Most of what we have are very small systems that we have some grasp of and we take those systems and scale them up for a larger task. What we found in the space race is the Russians multiplied a simple model until it was so complex that it failed. The Americans scaled a simple model thus maintaining the simplicity and they succeeded. I think that is the one of the secrets to success. Don’t multiply a system, scale it.
I think there is something relevant to that in nature as well. Nature has scales of order. You move from light, plasma, ion, gas, liquid, organic, solid, metallic, crystalline scales. Each of these scales has a maximum, a medium, a minimum–zero, one, infinity. The infinity state of one scale is the zero state of the next. Yet there are exceptions to this as well. Such as the triple point of water.
The change of phases can be considered in all phases of the life cycle. Discovery, definition, design, development, deployment, decoration and discharge are all phases. They are changes in state. Each has a zero, one and infinity.
If we look at binary numbers it can become apparent. We start off with a single digit, zero. Zero reaches its tipping point, one. It then proceeds to an infinite state where another digit is added, a second zero and the first digit becomes zero again as well. The next phase change requires the first digit to become one, then the second digit to become one before a new infinity state can be reached, a third digit at zero and the reset of the first and second digit to the zero state. But what are we really accomplishing?
It may seem we are increasing the size of the system, but in reality the system is remaining the same. What we are doing is not multiplying, but dividing the system. Consider the system as a line which we are continually multiplying by one half. We can even look at reproduction as the taking of two halves and uniting them into a new system. The new system is then continually halved. As the system halves it reaches higher and higher levels of order and becomes a “complex” organism.

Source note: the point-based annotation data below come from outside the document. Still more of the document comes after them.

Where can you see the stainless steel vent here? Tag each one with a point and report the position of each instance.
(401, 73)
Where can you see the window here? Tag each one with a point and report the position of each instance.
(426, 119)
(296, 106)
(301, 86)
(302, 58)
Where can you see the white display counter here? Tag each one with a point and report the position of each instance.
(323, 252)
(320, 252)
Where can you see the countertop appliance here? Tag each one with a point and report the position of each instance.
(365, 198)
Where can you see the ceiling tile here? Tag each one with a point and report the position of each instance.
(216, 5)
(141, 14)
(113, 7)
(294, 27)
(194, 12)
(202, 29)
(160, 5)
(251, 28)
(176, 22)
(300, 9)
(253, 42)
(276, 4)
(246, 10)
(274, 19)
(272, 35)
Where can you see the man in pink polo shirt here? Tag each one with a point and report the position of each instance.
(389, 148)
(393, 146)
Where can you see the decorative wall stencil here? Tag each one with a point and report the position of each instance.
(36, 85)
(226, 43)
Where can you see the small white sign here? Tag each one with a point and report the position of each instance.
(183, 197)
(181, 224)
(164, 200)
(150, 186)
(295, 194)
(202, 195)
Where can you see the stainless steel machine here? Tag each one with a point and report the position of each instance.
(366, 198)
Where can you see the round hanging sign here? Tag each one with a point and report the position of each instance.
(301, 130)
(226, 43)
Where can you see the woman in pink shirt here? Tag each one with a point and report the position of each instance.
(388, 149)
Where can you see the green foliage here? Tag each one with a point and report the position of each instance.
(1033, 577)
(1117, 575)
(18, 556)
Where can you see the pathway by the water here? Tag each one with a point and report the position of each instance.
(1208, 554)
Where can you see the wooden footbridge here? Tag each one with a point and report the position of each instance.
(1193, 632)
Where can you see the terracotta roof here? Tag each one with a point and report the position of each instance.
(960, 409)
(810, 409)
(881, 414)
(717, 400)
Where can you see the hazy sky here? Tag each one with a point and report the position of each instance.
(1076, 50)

In other words, maturation of an organism is a continual series of phase changes. Evolution itself is a continual series of phase changes of organic molecules. Each major speciation being a successful transition from one phase to the next stable phase. Humanity is just an organic phase in an entropic sequence. We are just a niche in the mammalian dominance of the earth.
But let’s return to my description of phases as I see them. The first phase I describe, I call discovery. Discovery is the phase where we consider all the exceptions an existing model has and conceive of a new level of order that handles the exceptions. The second phase I described, I call definition. There are always more exceptions than we could ever handle. In order for a goal to be achievable we have to set a boundary on the exceptions we will address. Definition defines the boundary containing the exceptions to be handled by the current iteration of the system. The next phase I described is design. Design is the effort to make the system that handles the exceptions consistent and as simple as possible. The development phase follows by considering the available materials and their limitations and the ability to convert those materials into a physical representation of the system. The deployment stage is the assembly of the system from the available materials in the field. The duty stage is the usage of the system in the field. The decoration stage is the evaluation of the performance of the system, both its acceptions and exceptions. The discharge stage is the removal of the system from the field for replacement by the next iteration of the system.
1. Discovery
2. Definition
3. Design
4. Development
5. Deployment
6. Duty
7. Decoration
8. Discharge
Now, this seems like a simple sequential process and it is. However, it can be viewed in many ways and in each way it can be plotted as an ideal path. It fits just as well on a linear, exponential, logarithmic, algorithmic, state, statistical, parabolic, sine, radial or any other graph. It is an ideal plot, however it is only good for a discovered set of exceptions within a defined scope for which the system design provides affordance and the materials of the developed system can constrain and the deployment is skilled for and the duty is trained for and the decoration can account for and the discharge can maintain a history of. If in any case the granularity is wrong there will simply be too little detail, zero, or too much, infinity and the plot will not be perfect. All too often this is the case and the reason systems tend to fail more than they succeed.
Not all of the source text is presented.